The field of Computer Vision has witnessed Significant advancements in the recent 5 years. One of the most common advancement is Convolution Neural Networks(CNNs). With the help of CNNs the most common business problem we are able to solve is the Image Classification.
Deep learning/CNNs/Neural Network:
Thanks to Convolution neural networks (CNNs) that made the deep learning meaningful & interesting. This is implemented using 3–4 or more layers of neural networks where each layer is responsible for extracting one or more features of the image. Making these layers connected forms a Neural network. This neural network works in the same way the neurons in our brain works, each neuron taking an input, perform operations then passing the output to the next layer.
This is about a neural network, how about a Convolutional Neural Network, lets have a look into it. A ConvNet arranges its neurons in three dimensions (width, height, depth). Every layer of a ConvNet transforms the 3D input volume to a 3D output volume of neuron activations.

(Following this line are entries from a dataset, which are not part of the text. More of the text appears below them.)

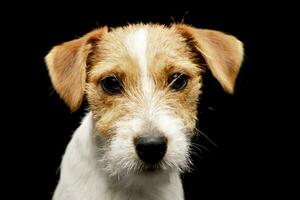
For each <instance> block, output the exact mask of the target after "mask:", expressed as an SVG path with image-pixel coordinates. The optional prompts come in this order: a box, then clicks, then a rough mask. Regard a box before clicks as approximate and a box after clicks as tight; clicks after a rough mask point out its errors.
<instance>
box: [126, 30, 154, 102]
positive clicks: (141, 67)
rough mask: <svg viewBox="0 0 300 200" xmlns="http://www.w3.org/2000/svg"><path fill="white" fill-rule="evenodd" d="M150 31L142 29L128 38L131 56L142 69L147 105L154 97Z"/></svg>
mask: <svg viewBox="0 0 300 200" xmlns="http://www.w3.org/2000/svg"><path fill="white" fill-rule="evenodd" d="M147 36H148V30H147V29H146V28H140V29H138V30H136V31H134V32H132V33H130V34H129V35H128V36H127V40H126V46H127V49H128V50H129V54H130V55H131V57H132V58H133V59H135V60H137V64H138V67H139V69H140V79H141V86H142V93H143V97H144V98H145V100H146V101H145V103H149V102H151V97H152V96H153V95H152V94H153V89H154V83H153V80H152V79H151V77H150V74H149V67H148V62H147V47H148V37H147Z"/></svg>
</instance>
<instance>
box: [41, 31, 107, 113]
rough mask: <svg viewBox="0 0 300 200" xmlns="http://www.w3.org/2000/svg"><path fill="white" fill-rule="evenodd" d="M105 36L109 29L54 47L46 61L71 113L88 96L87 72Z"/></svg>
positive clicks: (50, 51)
mask: <svg viewBox="0 0 300 200" xmlns="http://www.w3.org/2000/svg"><path fill="white" fill-rule="evenodd" d="M105 32H107V27H103V28H100V29H96V30H94V31H92V32H90V33H88V34H86V35H84V36H83V37H81V38H79V39H75V40H72V41H69V42H65V43H63V44H61V45H58V46H55V47H53V49H52V50H51V51H50V52H49V53H48V55H47V56H46V57H45V60H46V64H47V67H48V71H49V75H50V77H51V81H52V84H53V86H54V88H55V90H56V91H57V93H58V94H59V95H60V97H61V98H62V99H63V100H64V101H65V103H66V104H67V105H68V106H69V107H70V109H71V111H76V110H77V109H78V108H79V107H80V105H81V102H82V99H83V96H84V93H85V84H86V70H87V67H88V65H89V63H90V62H91V59H93V56H92V55H93V51H95V49H96V45H97V43H98V41H99V40H101V38H102V37H103V34H104V33H105Z"/></svg>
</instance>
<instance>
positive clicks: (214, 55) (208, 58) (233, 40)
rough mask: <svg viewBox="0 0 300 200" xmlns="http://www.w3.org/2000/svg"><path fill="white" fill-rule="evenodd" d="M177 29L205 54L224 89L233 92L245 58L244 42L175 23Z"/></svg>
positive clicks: (216, 75)
mask: <svg viewBox="0 0 300 200" xmlns="http://www.w3.org/2000/svg"><path fill="white" fill-rule="evenodd" d="M174 27H175V29H176V30H177V31H178V32H179V33H180V34H181V35H182V36H183V37H184V38H185V39H186V42H188V43H189V44H190V45H193V46H194V47H195V48H196V49H197V50H198V51H199V52H200V54H201V55H202V56H203V58H204V60H205V62H206V64H207V66H208V68H209V69H210V71H211V72H212V74H213V76H214V77H215V78H216V79H217V80H218V81H219V82H220V84H221V85H222V87H223V88H224V90H225V91H226V92H228V93H231V94H232V93H233V91H234V86H235V80H236V78H237V75H238V72H239V70H240V67H241V64H242V60H243V54H244V53H243V51H244V50H243V44H242V42H241V41H239V40H238V39H237V38H235V37H233V36H231V35H227V34H225V33H222V32H219V31H214V30H206V29H197V28H194V27H191V26H188V25H184V24H175V25H174Z"/></svg>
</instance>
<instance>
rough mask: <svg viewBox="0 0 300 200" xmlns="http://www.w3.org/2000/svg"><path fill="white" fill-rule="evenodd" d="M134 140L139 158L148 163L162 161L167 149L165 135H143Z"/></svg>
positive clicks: (166, 138)
mask: <svg viewBox="0 0 300 200" xmlns="http://www.w3.org/2000/svg"><path fill="white" fill-rule="evenodd" d="M134 142H135V149H136V152H137V154H138V156H139V158H140V159H141V160H142V161H144V162H145V163H148V164H154V163H156V162H158V161H160V160H161V159H162V158H163V157H164V155H165V153H166V150H167V138H165V137H158V136H141V137H138V138H136V139H135V141H134Z"/></svg>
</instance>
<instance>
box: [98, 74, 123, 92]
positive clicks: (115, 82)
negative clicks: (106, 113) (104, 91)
mask: <svg viewBox="0 0 300 200" xmlns="http://www.w3.org/2000/svg"><path fill="white" fill-rule="evenodd" d="M101 86H102V88H103V90H104V91H105V92H106V93H108V94H110V95H115V94H120V93H121V91H122V89H123V86H122V82H121V81H120V80H119V79H118V78H117V77H116V76H109V77H106V78H104V79H103V80H102V81H101Z"/></svg>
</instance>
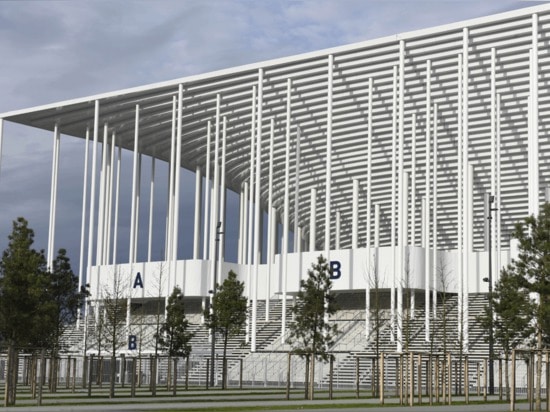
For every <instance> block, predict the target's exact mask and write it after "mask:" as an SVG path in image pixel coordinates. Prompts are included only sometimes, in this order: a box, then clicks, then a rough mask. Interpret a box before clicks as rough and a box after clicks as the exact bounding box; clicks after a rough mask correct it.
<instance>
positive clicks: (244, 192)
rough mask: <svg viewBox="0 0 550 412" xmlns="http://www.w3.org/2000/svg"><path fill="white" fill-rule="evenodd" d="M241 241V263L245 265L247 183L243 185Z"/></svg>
mask: <svg viewBox="0 0 550 412" xmlns="http://www.w3.org/2000/svg"><path fill="white" fill-rule="evenodd" d="M242 196H243V197H244V199H243V240H242V242H241V243H242V250H241V263H242V264H243V265H244V264H246V252H247V250H248V239H247V233H248V182H244V183H243V194H242Z"/></svg>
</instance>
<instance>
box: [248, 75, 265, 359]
mask: <svg viewBox="0 0 550 412" xmlns="http://www.w3.org/2000/svg"><path fill="white" fill-rule="evenodd" d="M263 73H264V72H263V69H260V70H259V71H258V103H257V104H258V109H257V122H258V124H257V126H256V180H255V183H256V190H255V196H254V197H255V200H254V202H255V204H254V280H253V283H254V290H253V295H252V341H251V344H250V350H251V351H252V352H255V351H256V320H257V311H258V310H257V309H258V280H259V279H258V277H259V268H260V258H261V238H260V226H261V212H262V211H261V209H260V190H261V186H260V182H261V178H262V119H263V117H262V111H263Z"/></svg>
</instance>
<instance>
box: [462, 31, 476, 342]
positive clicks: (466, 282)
mask: <svg viewBox="0 0 550 412" xmlns="http://www.w3.org/2000/svg"><path fill="white" fill-rule="evenodd" d="M468 64H469V31H468V29H467V28H464V29H463V39H462V80H461V88H462V89H461V97H462V102H461V103H462V104H461V113H462V125H461V147H462V162H461V165H462V171H461V173H462V187H463V189H462V207H461V208H462V217H461V226H462V246H461V248H462V257H461V258H462V266H461V270H462V283H463V287H462V299H463V301H464V308H463V311H462V317H463V322H462V324H463V331H464V334H463V348H464V349H467V348H468V272H469V270H468V269H469V264H470V263H469V262H470V252H471V250H472V247H471V243H470V237H469V232H470V231H471V229H470V228H469V222H470V220H471V219H473V217H472V216H471V208H470V206H469V205H470V204H471V202H472V192H471V190H472V188H471V187H469V184H468V182H469V178H468V164H469V153H468V141H469V114H468V109H469V93H468V84H469V68H468Z"/></svg>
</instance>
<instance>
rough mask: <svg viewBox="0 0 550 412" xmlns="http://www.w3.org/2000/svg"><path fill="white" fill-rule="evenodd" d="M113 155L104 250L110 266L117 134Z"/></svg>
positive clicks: (110, 147) (108, 200) (112, 148)
mask: <svg viewBox="0 0 550 412" xmlns="http://www.w3.org/2000/svg"><path fill="white" fill-rule="evenodd" d="M110 148H111V154H110V156H109V190H108V192H107V194H108V196H107V199H108V201H107V220H106V224H105V233H106V236H105V238H106V242H105V248H104V250H105V251H104V261H105V264H106V265H108V264H109V262H110V261H111V244H112V242H111V239H112V237H111V231H112V228H113V188H114V180H115V159H116V153H115V148H116V133H115V132H113V133H111V144H110Z"/></svg>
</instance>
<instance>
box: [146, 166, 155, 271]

The layers in Convolutional Neural Network are Convolutional layer, Pooling layer, Fully Connected layer A Convolutional layer is a linear operation that involves the multiplication of a set of weights with our input, same like normal neural network. But this is designed for two- dimensional network & the multiplication is performed between an array of input data & a two- dimensional array of weights, called a filter or kernel. The filter will be smaller than the input data & the type of multiplication applied between a filter-sized patch of input & the filter is a dot product. The dot product is an element-wise multiplication between the filter-sized patch of the input and filter, which is then summed, resulting in single value always. That is why it is called as scaler product. This is just a brief about the CNN.
This looks amazing right. Now we got an overview of how an image can be classified. Let’s look at another problem of finding an object in an image pointing exactly where the object is by a bounding box around it. This is called as Object Localization.
This is if we have only one object in an image. What if we have multiple objects in the image. Here comes the multiple object detection. Have a look at this picture below.
In the above image all the three objects of two categories got detected. To implement this we have a set of pre-trained models available with the Tensorflow Github. The most famous one is which is built on common objects we see daily in our day to day life that is “ssd_mobilenet_v2_coco”.